Join AD, DC.
Then, the angle ADC, being in a semicircle, is a right angle; [III. 31.
and because in the right-angled triangle ADC, DB is drawn from the right angle perpendicular to the base,
therefore DB is a mean proportional between AB, BC, the segments of the base. [VI. 8, Corollary.
Wherefore, between the two given straight lines. AB, BC, a mean proportional DB is found, q.e.f.
PROPOSITION 14. THEOREM.
Equal parallelograms which have one angle of the one equal to one angle of the other, have their sides about the equal angles reciprocally proportional; and parallelograms which have one angle of the one equal to one angle of the other, and their sides about the equal angles reciprocally proportional, are equal to one another.

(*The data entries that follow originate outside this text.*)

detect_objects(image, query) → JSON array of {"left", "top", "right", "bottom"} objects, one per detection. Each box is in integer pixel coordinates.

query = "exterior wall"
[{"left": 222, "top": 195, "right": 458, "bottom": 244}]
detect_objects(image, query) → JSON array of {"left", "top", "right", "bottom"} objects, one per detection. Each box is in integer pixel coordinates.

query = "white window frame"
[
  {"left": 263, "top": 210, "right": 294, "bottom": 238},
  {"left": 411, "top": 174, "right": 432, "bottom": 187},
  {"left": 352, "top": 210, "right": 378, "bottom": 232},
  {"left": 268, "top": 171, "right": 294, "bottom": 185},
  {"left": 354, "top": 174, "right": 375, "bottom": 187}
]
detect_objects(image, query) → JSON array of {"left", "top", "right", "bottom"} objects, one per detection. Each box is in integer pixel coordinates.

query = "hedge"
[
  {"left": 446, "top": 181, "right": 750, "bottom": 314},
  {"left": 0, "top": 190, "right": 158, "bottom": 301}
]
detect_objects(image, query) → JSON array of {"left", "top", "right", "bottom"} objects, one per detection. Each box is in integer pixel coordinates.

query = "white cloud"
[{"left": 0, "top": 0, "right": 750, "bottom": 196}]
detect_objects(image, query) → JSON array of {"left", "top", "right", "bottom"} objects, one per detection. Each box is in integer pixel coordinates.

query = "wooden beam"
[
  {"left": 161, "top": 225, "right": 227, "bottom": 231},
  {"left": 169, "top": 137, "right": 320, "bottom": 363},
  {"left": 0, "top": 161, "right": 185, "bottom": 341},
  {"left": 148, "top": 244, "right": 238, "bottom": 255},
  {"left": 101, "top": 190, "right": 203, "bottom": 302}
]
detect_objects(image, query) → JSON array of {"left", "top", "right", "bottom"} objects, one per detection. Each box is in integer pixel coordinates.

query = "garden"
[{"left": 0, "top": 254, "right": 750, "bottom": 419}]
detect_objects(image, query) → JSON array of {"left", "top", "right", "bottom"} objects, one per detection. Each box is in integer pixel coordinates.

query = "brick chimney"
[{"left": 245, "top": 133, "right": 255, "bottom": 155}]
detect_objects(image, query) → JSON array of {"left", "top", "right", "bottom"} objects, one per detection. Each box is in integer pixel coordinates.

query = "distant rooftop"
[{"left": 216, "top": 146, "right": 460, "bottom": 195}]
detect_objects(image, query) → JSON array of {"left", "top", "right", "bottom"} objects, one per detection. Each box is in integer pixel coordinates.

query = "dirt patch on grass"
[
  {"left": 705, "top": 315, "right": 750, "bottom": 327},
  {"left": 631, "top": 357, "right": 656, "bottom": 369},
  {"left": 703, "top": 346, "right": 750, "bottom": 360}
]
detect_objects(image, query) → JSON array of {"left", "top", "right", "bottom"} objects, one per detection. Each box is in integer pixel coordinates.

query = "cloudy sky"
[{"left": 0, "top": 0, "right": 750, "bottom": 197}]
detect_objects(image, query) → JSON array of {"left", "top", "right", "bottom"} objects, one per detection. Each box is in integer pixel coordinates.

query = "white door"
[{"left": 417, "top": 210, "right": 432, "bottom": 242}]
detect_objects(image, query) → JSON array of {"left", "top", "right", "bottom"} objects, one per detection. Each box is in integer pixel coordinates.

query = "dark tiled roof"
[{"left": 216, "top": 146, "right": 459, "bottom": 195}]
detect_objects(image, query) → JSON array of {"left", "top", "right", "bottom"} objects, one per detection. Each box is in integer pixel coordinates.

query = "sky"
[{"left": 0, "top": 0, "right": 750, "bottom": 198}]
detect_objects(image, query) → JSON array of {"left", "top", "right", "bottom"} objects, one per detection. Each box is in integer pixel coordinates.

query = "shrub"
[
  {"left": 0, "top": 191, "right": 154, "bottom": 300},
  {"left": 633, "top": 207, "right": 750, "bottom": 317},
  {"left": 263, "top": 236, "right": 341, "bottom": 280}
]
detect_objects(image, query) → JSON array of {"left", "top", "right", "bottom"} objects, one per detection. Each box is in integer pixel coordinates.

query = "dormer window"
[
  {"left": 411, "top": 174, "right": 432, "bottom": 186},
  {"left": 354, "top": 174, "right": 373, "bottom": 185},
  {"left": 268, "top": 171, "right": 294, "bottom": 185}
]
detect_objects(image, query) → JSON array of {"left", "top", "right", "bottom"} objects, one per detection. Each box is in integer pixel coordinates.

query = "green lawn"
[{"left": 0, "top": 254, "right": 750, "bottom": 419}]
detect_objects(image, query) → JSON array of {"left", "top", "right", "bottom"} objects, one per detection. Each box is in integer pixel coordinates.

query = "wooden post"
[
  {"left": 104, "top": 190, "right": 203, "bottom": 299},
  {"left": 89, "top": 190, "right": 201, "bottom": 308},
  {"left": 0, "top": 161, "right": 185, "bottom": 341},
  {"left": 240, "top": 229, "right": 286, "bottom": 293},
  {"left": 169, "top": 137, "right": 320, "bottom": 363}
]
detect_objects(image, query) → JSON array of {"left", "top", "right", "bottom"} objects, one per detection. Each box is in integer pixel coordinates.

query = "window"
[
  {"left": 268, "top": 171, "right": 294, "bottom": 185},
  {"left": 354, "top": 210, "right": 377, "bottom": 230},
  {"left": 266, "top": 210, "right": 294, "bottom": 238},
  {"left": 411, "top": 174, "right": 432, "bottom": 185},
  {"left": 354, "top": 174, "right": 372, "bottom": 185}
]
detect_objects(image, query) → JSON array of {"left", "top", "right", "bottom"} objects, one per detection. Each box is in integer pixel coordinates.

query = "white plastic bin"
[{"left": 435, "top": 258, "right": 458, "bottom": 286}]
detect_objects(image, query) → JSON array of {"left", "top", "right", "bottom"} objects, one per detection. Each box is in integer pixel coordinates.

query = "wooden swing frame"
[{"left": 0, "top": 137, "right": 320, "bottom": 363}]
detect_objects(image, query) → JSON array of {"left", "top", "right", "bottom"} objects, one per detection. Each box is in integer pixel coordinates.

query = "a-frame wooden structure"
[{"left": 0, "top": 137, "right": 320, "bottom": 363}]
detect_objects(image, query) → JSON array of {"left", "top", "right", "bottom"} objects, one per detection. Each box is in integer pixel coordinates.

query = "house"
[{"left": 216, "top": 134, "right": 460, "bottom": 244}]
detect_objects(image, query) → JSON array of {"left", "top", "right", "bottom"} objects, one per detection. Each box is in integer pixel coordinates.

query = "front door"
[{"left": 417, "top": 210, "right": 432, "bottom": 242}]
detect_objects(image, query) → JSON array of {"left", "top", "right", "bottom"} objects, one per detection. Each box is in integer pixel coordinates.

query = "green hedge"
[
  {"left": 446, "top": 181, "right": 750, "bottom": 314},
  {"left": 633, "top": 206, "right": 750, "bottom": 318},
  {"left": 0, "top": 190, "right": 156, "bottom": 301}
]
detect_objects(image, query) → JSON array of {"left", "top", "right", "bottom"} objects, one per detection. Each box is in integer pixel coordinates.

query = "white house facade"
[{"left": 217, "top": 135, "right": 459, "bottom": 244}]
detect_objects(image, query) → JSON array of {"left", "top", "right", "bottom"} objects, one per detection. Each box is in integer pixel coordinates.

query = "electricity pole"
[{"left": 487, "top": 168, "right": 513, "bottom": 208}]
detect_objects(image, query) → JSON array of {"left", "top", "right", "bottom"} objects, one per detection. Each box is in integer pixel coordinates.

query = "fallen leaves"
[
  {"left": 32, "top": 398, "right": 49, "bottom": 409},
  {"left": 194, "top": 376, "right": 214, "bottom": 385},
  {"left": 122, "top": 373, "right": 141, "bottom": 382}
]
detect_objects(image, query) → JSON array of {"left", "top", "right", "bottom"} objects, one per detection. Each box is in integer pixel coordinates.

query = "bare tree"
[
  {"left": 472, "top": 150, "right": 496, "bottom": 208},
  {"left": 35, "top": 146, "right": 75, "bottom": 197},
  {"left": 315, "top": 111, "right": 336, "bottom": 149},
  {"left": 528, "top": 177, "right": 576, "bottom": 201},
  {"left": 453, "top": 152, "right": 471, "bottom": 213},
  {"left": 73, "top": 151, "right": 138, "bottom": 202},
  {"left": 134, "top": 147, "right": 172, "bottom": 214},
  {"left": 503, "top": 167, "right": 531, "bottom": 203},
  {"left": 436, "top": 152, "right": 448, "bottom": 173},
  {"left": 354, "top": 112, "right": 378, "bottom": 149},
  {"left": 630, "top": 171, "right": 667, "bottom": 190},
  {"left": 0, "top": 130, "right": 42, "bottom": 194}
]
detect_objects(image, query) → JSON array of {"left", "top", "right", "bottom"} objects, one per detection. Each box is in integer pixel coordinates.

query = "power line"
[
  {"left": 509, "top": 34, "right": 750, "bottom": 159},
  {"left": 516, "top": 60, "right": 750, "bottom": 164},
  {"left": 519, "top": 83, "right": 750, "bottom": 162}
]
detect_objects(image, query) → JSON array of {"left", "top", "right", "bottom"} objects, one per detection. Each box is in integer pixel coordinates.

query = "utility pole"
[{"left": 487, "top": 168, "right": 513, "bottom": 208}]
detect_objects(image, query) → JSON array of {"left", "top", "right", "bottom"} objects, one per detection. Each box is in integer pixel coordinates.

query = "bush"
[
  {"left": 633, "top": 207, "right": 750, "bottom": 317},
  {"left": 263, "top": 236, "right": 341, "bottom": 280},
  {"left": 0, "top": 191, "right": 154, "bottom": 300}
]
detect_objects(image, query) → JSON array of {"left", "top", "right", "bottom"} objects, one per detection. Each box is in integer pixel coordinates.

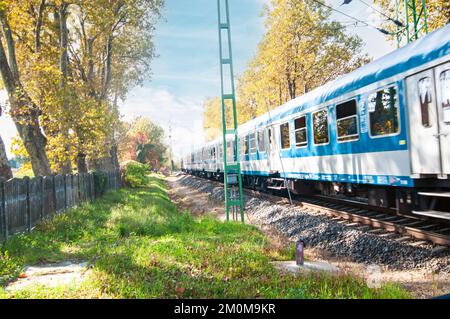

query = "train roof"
[{"left": 239, "top": 24, "right": 450, "bottom": 131}]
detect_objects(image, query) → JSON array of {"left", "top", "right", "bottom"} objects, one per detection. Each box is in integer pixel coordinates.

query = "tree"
[
  {"left": 0, "top": 0, "right": 163, "bottom": 175},
  {"left": 0, "top": 106, "right": 13, "bottom": 179},
  {"left": 119, "top": 117, "right": 167, "bottom": 169},
  {"left": 0, "top": 0, "right": 51, "bottom": 176}
]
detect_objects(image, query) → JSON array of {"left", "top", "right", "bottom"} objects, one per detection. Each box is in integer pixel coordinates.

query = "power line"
[{"left": 313, "top": 0, "right": 391, "bottom": 35}]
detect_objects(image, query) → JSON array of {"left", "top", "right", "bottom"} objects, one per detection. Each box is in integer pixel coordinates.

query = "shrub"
[{"left": 124, "top": 162, "right": 147, "bottom": 188}]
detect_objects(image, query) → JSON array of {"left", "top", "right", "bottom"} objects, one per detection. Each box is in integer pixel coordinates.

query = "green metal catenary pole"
[
  {"left": 217, "top": 0, "right": 245, "bottom": 223},
  {"left": 396, "top": 0, "right": 428, "bottom": 45}
]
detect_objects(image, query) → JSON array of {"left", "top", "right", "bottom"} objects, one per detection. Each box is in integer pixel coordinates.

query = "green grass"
[{"left": 0, "top": 176, "right": 409, "bottom": 298}]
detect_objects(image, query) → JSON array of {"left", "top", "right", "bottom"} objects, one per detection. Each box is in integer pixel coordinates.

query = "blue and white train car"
[{"left": 183, "top": 25, "right": 450, "bottom": 218}]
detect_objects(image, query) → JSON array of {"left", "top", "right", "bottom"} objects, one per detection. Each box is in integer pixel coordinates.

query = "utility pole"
[
  {"left": 169, "top": 120, "right": 175, "bottom": 173},
  {"left": 396, "top": 0, "right": 428, "bottom": 47},
  {"left": 217, "top": 0, "right": 245, "bottom": 223}
]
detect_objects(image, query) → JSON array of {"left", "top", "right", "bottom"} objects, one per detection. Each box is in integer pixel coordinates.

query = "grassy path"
[{"left": 0, "top": 176, "right": 408, "bottom": 298}]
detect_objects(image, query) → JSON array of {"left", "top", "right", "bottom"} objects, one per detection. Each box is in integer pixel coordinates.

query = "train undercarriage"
[{"left": 185, "top": 170, "right": 450, "bottom": 221}]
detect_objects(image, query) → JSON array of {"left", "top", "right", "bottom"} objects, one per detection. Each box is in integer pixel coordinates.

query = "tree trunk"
[
  {"left": 77, "top": 153, "right": 88, "bottom": 173},
  {"left": 0, "top": 11, "right": 51, "bottom": 176},
  {"left": 0, "top": 134, "right": 13, "bottom": 180},
  {"left": 59, "top": 1, "right": 72, "bottom": 175}
]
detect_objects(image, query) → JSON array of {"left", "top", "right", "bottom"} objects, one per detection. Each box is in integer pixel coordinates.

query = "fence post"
[
  {"left": 39, "top": 176, "right": 45, "bottom": 220},
  {"left": 64, "top": 174, "right": 68, "bottom": 210},
  {"left": 24, "top": 176, "right": 31, "bottom": 233},
  {"left": 52, "top": 175, "right": 56, "bottom": 214},
  {"left": 0, "top": 181, "right": 9, "bottom": 241}
]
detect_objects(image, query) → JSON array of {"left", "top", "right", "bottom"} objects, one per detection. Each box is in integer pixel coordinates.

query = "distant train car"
[{"left": 183, "top": 25, "right": 450, "bottom": 219}]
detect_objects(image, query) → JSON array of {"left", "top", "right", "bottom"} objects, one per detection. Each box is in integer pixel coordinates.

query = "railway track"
[
  {"left": 288, "top": 197, "right": 450, "bottom": 247},
  {"left": 184, "top": 174, "right": 450, "bottom": 251}
]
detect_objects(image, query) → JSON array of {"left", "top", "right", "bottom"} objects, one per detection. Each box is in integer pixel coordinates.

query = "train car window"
[
  {"left": 250, "top": 133, "right": 256, "bottom": 154},
  {"left": 368, "top": 86, "right": 400, "bottom": 137},
  {"left": 280, "top": 123, "right": 291, "bottom": 149},
  {"left": 258, "top": 130, "right": 266, "bottom": 152},
  {"left": 439, "top": 69, "right": 450, "bottom": 123},
  {"left": 417, "top": 76, "right": 433, "bottom": 127},
  {"left": 312, "top": 110, "right": 330, "bottom": 145},
  {"left": 336, "top": 99, "right": 359, "bottom": 142},
  {"left": 294, "top": 115, "right": 308, "bottom": 147}
]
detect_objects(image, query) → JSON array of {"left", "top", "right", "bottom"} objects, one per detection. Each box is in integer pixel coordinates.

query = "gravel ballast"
[{"left": 180, "top": 175, "right": 450, "bottom": 273}]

Let AB, BC be equal parallelograms, which have the angle FBD equal to the angle EBG: the sides of the parallelograms about the equal angles shall be reciprocally proportional, that is, DB shall be to BE as GB is to BF.
Let the parallelograms be placed, so that the sides DB, BE may be in the same straight line;
therefore also FB, BG are in one straight line. [I. 14.
Complete the parallelogram FE.
Then, because the parallelogram AB is equal to the parallelogram BC, [Hypothesis.
and that FE is another parallelogram,
therefore AB is to FE as BC is to FE. [V. 7.
But AB is to FE as the base DB is to the base BE, [VI. 1.
and BC is to FE as the base GB is to the base BF; [VI. 1.
therefore DB is to BE as GB is to BF. [V. 11.